Foundations: variance and total variance
Selected parts of preliminaries.ipynb to recall variance and the law of total variance as the statistical foundation for Sobol indices.
Sensitivity in practice (Part 1)
Guided exploration of sensitivity_introduction.ipynb: scatterplots, conditional behaviour, and qualitative intuition about input–output relationships.
First-order Sobol indices (Part 2)
Computation and interpretation of first-order Sobol indices within sensitivity_introduction.ipynb.
What is missing in first-order indices? (Part 3)
Introduction of total Sobol indices and interaction effects within sensitivity_introduction.ipynb.
Outcome of Day 1:
Participants understand what Sobol indices mean and why interactions matter.
Day 2 — Wednesday 4 February 2026
Time: 10:00–13:00
| Time | Block | What you do / material |
|---|---|---|
| 10:00–10:15 | Recap and framing of Day 2 | From “what Sobol indices mean” → “how we compute them” |
| 10:15–10:45 | Monte Carlo in practice | monte_carlo.ipynb |
| 10:45–11:10 | Higher-order effects and interactions | sensitivity_higher_order.ipynb |
| 11:10–11:25 | Coffee break | — |
| 11:25–11:55 | Polynomial Chaos (PCE) approach | introduction_gpc.ipynb |
| 11:55–12:25 | Application I: arterial wall models | wall_models.ipynb |
| 12:25–13:00 | Application II: g*-function + wrap-up | gstar_function.ipynb |
Day 2 — description of blocks
Recap and framing of Day 2
Short synthesis: Day 1 focused on meaning and intuition; Day 2 focuses on computation and applications.
Monte Carlo in practice
Demonstration of Sobol estimation via Monte Carlo, including sampling cost and convergence.

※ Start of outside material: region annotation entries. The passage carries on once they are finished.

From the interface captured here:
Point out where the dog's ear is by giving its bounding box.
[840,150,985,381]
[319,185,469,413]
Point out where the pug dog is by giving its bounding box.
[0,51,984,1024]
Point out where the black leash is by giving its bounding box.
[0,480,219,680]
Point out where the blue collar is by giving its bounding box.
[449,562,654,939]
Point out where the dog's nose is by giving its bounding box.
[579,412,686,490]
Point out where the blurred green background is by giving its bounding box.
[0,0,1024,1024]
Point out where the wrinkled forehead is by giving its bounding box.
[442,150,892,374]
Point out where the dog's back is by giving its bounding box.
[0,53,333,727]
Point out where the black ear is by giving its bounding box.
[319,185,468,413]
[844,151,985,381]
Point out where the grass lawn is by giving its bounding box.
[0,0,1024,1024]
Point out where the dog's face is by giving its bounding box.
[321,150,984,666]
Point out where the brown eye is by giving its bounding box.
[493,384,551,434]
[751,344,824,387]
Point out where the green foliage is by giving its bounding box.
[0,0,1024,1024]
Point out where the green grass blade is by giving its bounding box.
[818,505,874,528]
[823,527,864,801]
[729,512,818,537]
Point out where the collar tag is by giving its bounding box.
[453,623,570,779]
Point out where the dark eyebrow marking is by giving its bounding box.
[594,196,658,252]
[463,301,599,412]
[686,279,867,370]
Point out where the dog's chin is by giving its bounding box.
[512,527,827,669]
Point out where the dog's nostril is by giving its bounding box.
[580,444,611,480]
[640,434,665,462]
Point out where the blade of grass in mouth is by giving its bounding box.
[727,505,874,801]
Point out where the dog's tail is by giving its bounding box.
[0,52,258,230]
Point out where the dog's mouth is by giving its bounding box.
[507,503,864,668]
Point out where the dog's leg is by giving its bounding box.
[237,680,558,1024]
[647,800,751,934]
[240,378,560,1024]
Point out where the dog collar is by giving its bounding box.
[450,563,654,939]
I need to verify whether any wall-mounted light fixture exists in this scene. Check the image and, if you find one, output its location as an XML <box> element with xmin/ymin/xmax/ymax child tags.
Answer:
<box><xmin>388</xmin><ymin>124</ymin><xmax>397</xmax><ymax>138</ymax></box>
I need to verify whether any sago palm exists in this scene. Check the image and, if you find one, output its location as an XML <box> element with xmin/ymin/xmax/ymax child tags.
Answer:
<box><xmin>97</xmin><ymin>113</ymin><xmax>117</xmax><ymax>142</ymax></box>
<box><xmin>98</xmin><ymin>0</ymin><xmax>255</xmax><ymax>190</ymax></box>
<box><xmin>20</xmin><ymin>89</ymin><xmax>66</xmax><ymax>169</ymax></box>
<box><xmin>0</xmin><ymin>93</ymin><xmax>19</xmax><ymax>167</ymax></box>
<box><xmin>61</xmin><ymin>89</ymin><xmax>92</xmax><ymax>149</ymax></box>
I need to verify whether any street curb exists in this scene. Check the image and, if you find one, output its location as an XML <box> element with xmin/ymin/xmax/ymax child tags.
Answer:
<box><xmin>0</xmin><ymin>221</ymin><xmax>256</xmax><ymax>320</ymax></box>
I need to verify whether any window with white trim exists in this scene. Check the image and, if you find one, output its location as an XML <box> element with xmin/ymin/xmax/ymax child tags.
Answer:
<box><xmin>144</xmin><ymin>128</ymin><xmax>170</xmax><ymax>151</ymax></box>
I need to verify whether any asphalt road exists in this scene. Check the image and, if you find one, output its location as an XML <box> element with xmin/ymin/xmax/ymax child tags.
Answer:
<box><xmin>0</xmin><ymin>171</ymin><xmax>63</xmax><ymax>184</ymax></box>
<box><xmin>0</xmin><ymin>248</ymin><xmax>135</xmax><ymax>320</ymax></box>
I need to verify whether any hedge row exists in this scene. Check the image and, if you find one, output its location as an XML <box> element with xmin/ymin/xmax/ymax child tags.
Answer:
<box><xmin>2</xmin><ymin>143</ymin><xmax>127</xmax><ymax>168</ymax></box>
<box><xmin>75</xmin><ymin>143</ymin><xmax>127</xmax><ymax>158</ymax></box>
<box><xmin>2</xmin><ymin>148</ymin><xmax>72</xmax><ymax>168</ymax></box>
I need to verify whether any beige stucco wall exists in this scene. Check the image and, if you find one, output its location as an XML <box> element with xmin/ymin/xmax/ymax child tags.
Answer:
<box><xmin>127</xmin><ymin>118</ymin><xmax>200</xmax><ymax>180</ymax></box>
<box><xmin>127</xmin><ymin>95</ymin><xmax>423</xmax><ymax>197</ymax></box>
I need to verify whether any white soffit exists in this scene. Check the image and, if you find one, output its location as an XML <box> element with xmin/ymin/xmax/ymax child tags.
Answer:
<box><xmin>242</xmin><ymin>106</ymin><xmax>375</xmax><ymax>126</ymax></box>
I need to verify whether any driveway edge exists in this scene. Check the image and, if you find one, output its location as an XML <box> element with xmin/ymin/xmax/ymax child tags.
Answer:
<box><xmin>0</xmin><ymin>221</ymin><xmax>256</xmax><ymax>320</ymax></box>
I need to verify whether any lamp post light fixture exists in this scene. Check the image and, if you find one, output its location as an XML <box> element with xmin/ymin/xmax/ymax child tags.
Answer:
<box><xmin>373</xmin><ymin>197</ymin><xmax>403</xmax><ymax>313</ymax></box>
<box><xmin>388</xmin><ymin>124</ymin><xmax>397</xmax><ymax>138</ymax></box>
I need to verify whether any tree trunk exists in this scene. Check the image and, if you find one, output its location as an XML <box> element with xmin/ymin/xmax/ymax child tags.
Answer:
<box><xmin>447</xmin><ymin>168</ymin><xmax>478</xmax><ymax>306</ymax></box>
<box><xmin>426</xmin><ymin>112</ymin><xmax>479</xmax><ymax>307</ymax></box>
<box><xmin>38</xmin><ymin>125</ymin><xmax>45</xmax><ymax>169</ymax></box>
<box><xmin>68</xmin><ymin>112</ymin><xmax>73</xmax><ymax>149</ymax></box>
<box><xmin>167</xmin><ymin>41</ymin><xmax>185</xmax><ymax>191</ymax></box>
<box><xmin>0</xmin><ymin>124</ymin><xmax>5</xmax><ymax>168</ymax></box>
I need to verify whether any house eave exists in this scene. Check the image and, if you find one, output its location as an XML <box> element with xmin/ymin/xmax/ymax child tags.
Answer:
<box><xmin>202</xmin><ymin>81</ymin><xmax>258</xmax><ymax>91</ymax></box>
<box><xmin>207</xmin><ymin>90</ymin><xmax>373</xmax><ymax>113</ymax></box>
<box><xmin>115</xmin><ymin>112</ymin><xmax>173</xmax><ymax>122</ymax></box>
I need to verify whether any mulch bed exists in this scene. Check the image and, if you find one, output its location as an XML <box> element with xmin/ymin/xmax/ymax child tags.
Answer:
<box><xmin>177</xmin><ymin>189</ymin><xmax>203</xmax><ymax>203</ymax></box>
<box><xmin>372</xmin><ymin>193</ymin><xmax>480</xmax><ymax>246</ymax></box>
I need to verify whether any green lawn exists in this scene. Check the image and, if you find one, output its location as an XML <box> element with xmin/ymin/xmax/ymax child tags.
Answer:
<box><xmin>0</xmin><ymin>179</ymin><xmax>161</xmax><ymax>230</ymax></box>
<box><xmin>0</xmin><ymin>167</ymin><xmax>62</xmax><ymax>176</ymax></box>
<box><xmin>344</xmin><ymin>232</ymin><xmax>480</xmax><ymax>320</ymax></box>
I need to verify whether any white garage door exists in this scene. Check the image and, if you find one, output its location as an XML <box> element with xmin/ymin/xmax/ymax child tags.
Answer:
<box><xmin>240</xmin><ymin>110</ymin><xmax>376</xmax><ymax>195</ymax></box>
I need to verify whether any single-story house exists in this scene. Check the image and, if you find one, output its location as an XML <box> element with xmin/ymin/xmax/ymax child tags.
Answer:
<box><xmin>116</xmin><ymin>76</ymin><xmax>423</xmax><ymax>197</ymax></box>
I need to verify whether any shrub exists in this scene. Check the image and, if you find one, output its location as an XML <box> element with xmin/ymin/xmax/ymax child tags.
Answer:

Higher-order effects and interactions
Exploration of interaction effects and interpretation of total vs. first-order indices.
Polynomial Chaos approach
Comparison of Monte Carlo and PCE: same quantities (variance and Sobol indices), but different efficiency and assumptions.
Application I — arterial wall models
Realistic case study showing which parameters dominate uncertainty in arterial wall predictions and why this matters for credibility.
Application II — g*-function + wrap-up
Benchmark nonlinear example illustrating nonlinearity and interactions, followed by key take-home messages and pointers to materials.
Practical information
The seminar combines guided demonstration with interactive exploration. Participants who wish to run code will be provided with ready-to-use notebooks and Colab links.
Interactive notebooks and slides will be shared after the seminar.
Familiarity with basic probability and numerical modelling is helpful, but no prior experience with sensitivity analysis is assumed.